I’m going to participate in two sessions, one is related to the barriers that women face in breast cancer control in Latin America and the second one is about how to use the law as an efficient mechanism in cancer control.
How can law and legal processes be used to advance quality improvement across various aspects of healthcare systems?
I would like to answer that question with this example of what is happening right there in Latin America. There are nine countries that already have laws specifically to attend cancer control. Federal, national or simply a law for cancer. For example, in Mexico we have been working for the last 2½ years, pushing this similar law in order to establish a national cancer control plan for our country.
In contrast with the United States, they already have both a law and a comprehensive national cancer control plan. The first one 53 years ago and the second one more than 20 years ago. It turns out that the WHO recommended to more than 190 countries around the world to construct national cancer control plans in order to have a public policy to address this disease. The thing here is that in Mexico we lack both a law and an NCCP.
How can international human rights be used to better healthcare in LMICs?
The protection of health is a human right and it is supposed that in every single country it needs to be executed. People need to be protected and governments need to act. But it turns out that it doesn’t happen in every country.

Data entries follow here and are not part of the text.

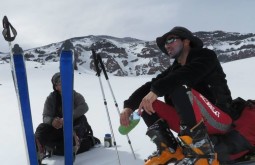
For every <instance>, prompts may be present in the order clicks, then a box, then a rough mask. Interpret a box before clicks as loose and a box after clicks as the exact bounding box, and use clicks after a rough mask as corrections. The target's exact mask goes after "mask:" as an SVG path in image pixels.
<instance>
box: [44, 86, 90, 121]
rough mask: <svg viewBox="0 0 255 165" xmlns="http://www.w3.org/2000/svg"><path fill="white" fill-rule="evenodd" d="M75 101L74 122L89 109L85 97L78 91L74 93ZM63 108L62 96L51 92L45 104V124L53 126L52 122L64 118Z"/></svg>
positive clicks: (88, 107) (56, 93)
mask: <svg viewBox="0 0 255 165" xmlns="http://www.w3.org/2000/svg"><path fill="white" fill-rule="evenodd" d="M73 101H74V104H73V120H74V121H75V119H77V118H79V117H81V116H82V115H84V114H85V113H86V112H87V111H88V109H89V107H88V105H87V103H86V102H85V99H84V97H83V96H82V95H81V94H80V93H78V92H76V91H73ZM61 107H62V102H61V95H60V94H59V93H58V92H57V91H54V92H51V93H50V95H49V96H48V97H47V99H46V101H45V103H44V109H43V123H47V124H50V125H51V123H52V120H53V119H54V118H55V117H62V108H61Z"/></svg>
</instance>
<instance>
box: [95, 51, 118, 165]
mask: <svg viewBox="0 0 255 165" xmlns="http://www.w3.org/2000/svg"><path fill="white" fill-rule="evenodd" d="M92 55H93V58H94V63H95V67H96V72H97V76H98V78H99V83H100V88H101V92H102V95H103V99H104V105H105V109H106V112H107V117H108V122H109V126H110V130H111V133H112V139H113V144H114V146H115V150H116V154H117V157H118V161H119V164H120V165H121V162H120V157H119V152H118V148H117V145H116V141H115V136H114V133H113V129H112V123H111V119H110V115H109V110H108V106H107V101H106V98H105V94H104V89H103V85H102V80H101V76H100V69H99V66H98V64H99V63H98V59H97V56H96V53H95V51H94V50H92Z"/></svg>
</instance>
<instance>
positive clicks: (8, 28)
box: [2, 16, 17, 42]
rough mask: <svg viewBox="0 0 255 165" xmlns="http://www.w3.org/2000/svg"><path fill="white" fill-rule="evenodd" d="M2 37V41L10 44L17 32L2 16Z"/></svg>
mask: <svg viewBox="0 0 255 165" xmlns="http://www.w3.org/2000/svg"><path fill="white" fill-rule="evenodd" d="M3 28H4V30H3V32H2V34H3V36H4V39H5V40H6V41H8V42H11V41H13V40H14V39H15V37H16V36H17V31H16V30H15V28H14V27H13V26H12V25H11V23H10V22H9V21H8V18H7V17H6V16H4V18H3ZM11 32H12V36H11Z"/></svg>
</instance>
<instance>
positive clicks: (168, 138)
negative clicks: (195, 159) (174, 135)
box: [145, 119, 184, 165]
mask: <svg viewBox="0 0 255 165" xmlns="http://www.w3.org/2000/svg"><path fill="white" fill-rule="evenodd" d="M146 134H147V135H148V136H149V137H150V138H151V140H152V141H153V142H154V143H155V144H156V146H157V151H156V152H154V153H153V154H152V155H151V156H149V157H148V159H147V160H146V162H145V165H160V164H161V165H164V164H167V163H169V162H175V161H178V160H182V159H183V158H184V155H183V153H182V149H181V148H180V147H179V146H178V143H177V140H176V139H175V137H174V135H173V133H172V132H171V131H170V129H169V128H168V125H167V123H165V122H164V121H163V120H161V119H160V120H158V121H157V122H155V123H154V124H153V125H152V126H150V127H149V128H148V131H147V133H146Z"/></svg>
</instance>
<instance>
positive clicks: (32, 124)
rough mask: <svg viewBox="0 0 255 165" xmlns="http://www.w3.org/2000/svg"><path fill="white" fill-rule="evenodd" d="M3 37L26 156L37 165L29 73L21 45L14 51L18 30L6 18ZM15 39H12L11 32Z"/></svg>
mask: <svg viewBox="0 0 255 165" xmlns="http://www.w3.org/2000/svg"><path fill="white" fill-rule="evenodd" d="M3 27H4V30H3V36H4V38H5V40H6V41H8V42H9V46H10V56H11V57H10V64H11V71H12V77H13V82H14V86H15V91H16V94H17V99H18V105H19V109H20V111H19V112H20V116H21V123H22V129H23V136H24V141H25V144H26V145H25V146H26V153H27V154H26V155H27V160H28V162H29V163H28V164H30V165H37V164H38V161H37V152H36V143H35V137H34V130H33V121H32V115H31V108H30V99H29V91H28V83H27V73H26V66H25V61H24V56H23V50H22V49H21V48H20V47H19V45H17V44H15V45H14V48H13V49H12V46H11V41H13V40H14V39H15V37H16V35H17V32H16V30H15V29H14V28H13V27H12V25H11V24H10V23H9V21H8V19H7V17H6V16H4V19H3ZM10 30H11V31H12V33H13V37H11V31H10Z"/></svg>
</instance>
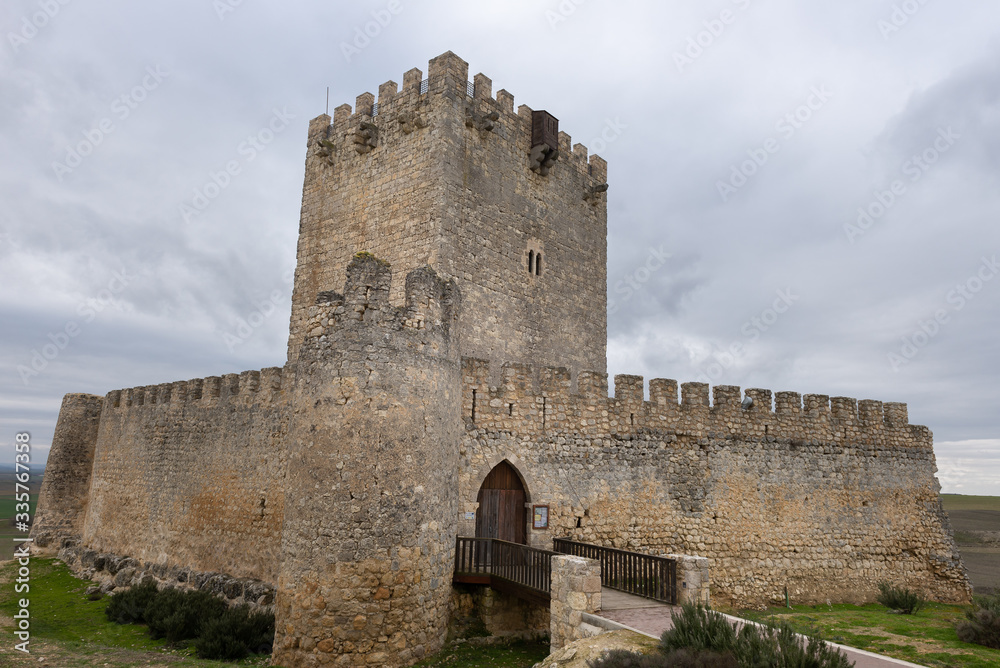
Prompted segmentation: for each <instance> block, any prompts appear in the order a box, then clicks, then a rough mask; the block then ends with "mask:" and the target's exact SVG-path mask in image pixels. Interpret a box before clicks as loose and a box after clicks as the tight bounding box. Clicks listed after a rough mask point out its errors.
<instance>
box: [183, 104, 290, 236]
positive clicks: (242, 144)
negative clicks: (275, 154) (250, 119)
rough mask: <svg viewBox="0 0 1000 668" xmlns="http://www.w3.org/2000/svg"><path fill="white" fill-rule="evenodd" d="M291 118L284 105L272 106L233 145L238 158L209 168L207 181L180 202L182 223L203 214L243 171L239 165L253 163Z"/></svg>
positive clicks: (284, 126)
mask: <svg viewBox="0 0 1000 668" xmlns="http://www.w3.org/2000/svg"><path fill="white" fill-rule="evenodd" d="M294 119H295V114H293V113H291V112H289V111H288V107H282V108H281V109H280V110H279V109H278V108H277V107H275V108H274V109H273V110H272V113H271V119H270V120H269V121H268V122H267V125H265V126H264V127H262V128H261V129H259V130H258V131H257V132H255V133H254V134H252V135H249V136H248V137H247V138H246V139H244V140H243V141H241V142H240V143H239V145H238V146H237V147H236V154H237V156H238V157H237V158H234V159H232V160H228V161H226V163H225V164H224V165H223V166H222V168H221V169H220V170H219V171H209V173H208V180H207V181H205V183H203V184H202V185H201V186H199V187H197V188H195V189H194V196H193V197H192V198H191V201H190V202H182V203H181V204H180V206H179V209H180V213H181V217H182V218H183V219H184V222H185V223H190V222H191V221H192V220H193V219H194V218H196V217H197V216H198V214H200V213H203V212H204V211H205V209H207V208H208V206H209V205H210V204H211V203H212V202H213V201H214V200H215V199H216V198H218V197H219V195H221V194H222V191H224V190H225V189H226V188H228V187H229V186H230V185H231V184H232V182H233V178H234V177H236V176H239V175H240V174H241V173H242V172H243V167H244V166H245V165H246V164H247V163H250V162H253V161H254V160H255V159H256V158H257V156H258V155H260V153H262V152H263V151H264V149H266V148H267V146H268V144H270V143H271V142H273V141H274V139H275V137H277V136H278V135H280V134H281V133H282V132H284V131H285V129H286V128H287V127H288V125H289V123H290V122H291V121H292V120H294Z"/></svg>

So that’s the reason why we are pushing laws in order to obligate government, states, to construct these plans and, furthermore, to provide access, treatment, hospitals, infrastructure and, more important, to increase the expectancy of life for cancer patients.
Would you like to share any success stories?
In Mexico we promoted amendments to three federal laws in 2019 in order to provide occupational leave for parents of children diagnosed with cancer. After almost three years of hard work within the Mexican Congress, in both chambers, the Mexican Senate and the House of Representatives, we obtained the approval of this amendment, this legal initiative. Nowadays, fortunately, we have more than 24,000 parents benefitting with this new right in our country which means that they can be aside with their children during their oncological treatments for up to one year. The government has the obligation to pay them 60% of their salary during this year.
Please summarise your other talk.
The main problem we have regarding breast cancer is late diagnosis. It is related with cultural matters. Women in some cases, depending on the region in which they live, in some cases they don’t want to go to the doctor to have screening. Or in some other cases if they are married probably their partners do not allow them to go for a check. The main thing here, or the problem, is that according to the Pan-American Organisation for Health by 2040 the numbers we have of women diagnosed with breast cancer will increase to 40%. That’s one of the reasons why we need to take action. That’s one of the reasons why we are here attending the World Cancer Congress 2024 in order to share some experiences and good examples of good practices in different countries and, of course, put in a lower number what is considered [??] from here to 2040.